Commission president wants EU to wake up
In his announcement Juncker painted a very bleak picture of the Union, leaving the impression that it could soon collapse altogether. Der Standard believes his intention was to galvanise the EU's leaders into action:
“The former 'eternal' prime minister of Luxembourg knows all the tricks. ... He's long seemed weary and rather disillusioned. Since 2008 the Union's never-ending 'multi-crisis' has taken its toll. Even more than that, however, the representative of a united, reconciled and politically integrated Europe is bothered by the fact that time after time 'his' heads of government have left him, the Commission and the Union as a whole in the lurch at the round tables at EU summits. Instead of concentrating on how the Union can get itself out of this situation, instead of opposing the 'destroyers of the EU' with constructive arguments and strategies, a growing number of countries are retreating into egoism and nationalism.
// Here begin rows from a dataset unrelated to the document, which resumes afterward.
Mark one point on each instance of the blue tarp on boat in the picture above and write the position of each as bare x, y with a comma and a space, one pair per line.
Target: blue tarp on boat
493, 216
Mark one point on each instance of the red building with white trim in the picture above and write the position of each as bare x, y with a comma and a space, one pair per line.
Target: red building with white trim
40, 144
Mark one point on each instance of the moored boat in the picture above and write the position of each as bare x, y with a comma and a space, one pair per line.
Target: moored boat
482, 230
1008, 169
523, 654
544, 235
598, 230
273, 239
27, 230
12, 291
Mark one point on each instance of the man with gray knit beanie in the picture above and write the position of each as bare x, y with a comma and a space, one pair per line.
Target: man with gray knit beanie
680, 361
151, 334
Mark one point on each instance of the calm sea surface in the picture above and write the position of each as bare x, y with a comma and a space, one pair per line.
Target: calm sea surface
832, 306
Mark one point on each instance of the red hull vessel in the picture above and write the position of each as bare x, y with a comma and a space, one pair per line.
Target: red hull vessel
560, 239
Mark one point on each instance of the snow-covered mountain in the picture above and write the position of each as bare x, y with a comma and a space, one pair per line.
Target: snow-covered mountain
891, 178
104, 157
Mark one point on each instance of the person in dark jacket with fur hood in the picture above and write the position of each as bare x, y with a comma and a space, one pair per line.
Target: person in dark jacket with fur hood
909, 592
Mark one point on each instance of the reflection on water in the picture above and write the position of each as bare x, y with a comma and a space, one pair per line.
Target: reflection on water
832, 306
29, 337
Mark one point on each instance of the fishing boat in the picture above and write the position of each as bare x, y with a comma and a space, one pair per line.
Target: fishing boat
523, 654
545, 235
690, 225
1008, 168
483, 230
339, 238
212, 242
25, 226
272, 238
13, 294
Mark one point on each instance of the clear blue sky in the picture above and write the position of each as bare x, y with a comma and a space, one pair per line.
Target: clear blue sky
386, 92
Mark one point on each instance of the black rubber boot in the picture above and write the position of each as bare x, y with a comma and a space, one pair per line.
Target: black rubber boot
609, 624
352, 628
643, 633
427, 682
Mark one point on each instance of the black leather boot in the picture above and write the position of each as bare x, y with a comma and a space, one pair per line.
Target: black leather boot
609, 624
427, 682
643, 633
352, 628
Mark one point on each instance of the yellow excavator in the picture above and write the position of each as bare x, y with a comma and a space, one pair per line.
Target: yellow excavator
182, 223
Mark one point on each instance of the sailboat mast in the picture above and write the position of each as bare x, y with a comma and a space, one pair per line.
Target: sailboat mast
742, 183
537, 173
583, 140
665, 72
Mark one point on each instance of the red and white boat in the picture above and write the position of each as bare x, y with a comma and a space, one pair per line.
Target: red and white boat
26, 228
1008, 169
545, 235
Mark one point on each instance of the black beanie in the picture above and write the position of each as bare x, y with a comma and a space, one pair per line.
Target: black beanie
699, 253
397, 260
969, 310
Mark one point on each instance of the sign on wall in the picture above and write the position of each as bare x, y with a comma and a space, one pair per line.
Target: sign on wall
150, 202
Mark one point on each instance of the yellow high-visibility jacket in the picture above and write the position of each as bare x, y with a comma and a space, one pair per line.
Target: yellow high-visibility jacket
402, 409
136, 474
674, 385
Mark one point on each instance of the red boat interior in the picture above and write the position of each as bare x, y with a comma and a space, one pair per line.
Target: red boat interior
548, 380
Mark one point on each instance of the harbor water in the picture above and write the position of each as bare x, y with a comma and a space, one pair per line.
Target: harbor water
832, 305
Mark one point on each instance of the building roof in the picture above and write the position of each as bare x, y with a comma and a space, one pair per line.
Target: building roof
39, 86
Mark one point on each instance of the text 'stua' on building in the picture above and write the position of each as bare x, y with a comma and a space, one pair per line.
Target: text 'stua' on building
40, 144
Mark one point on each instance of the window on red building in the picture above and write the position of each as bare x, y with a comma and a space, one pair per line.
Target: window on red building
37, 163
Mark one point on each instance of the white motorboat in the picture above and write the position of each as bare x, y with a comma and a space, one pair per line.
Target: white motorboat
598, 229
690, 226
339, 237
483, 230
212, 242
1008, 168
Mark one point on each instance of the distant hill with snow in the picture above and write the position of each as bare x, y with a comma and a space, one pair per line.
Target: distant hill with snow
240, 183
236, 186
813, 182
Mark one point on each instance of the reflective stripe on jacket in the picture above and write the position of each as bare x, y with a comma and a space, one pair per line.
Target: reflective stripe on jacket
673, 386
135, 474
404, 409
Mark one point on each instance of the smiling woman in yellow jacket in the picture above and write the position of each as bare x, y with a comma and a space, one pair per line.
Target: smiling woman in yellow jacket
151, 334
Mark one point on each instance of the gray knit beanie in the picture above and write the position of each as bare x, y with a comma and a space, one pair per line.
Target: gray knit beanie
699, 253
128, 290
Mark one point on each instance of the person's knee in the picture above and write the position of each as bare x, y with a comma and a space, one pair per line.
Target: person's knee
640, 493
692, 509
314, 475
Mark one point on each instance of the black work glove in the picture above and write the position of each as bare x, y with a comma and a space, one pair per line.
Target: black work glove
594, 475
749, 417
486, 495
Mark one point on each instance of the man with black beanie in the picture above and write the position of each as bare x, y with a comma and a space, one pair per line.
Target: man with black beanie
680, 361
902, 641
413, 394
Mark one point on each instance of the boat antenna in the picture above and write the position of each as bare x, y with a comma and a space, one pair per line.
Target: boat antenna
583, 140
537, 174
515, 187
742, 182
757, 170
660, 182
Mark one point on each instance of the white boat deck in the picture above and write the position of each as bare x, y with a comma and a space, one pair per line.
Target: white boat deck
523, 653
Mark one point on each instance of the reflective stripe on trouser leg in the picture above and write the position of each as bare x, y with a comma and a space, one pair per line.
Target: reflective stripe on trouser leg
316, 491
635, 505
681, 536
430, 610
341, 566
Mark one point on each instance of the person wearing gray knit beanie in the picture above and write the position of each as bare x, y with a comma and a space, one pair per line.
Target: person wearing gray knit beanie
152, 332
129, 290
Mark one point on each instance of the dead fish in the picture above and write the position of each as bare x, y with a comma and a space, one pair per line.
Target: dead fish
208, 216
It's as if Juncker finally wanted to say: This is not about me (anymore), wake up and fight for the EU.”
Union needs new leaders
A new generation of leaders must succeed Juncker at the helm of the EU, Le Monde believes:
“Since 2014 Juncker has been heading a more political, less conservative, less technocratic and less German Commission. ... And yet that's not enough. Europe, which is celebrating the 25th anniversary of the Treaty of Maastricht, which launched the euro, and the 60th anniversary of the Treaties of Rome, which created the single market, is not just difficult to manage, but impossible. ... The world of Juncker, who participated in the Maastricht negotiations at the end of the 1980s as a young finance minister, is coming to an end. A new generation must now replace him. One with fresh eyes and unburdened by the memory of thousands of compromises hammered out in Brussels over a quarter of a century which now stand for nothing but a dead end.”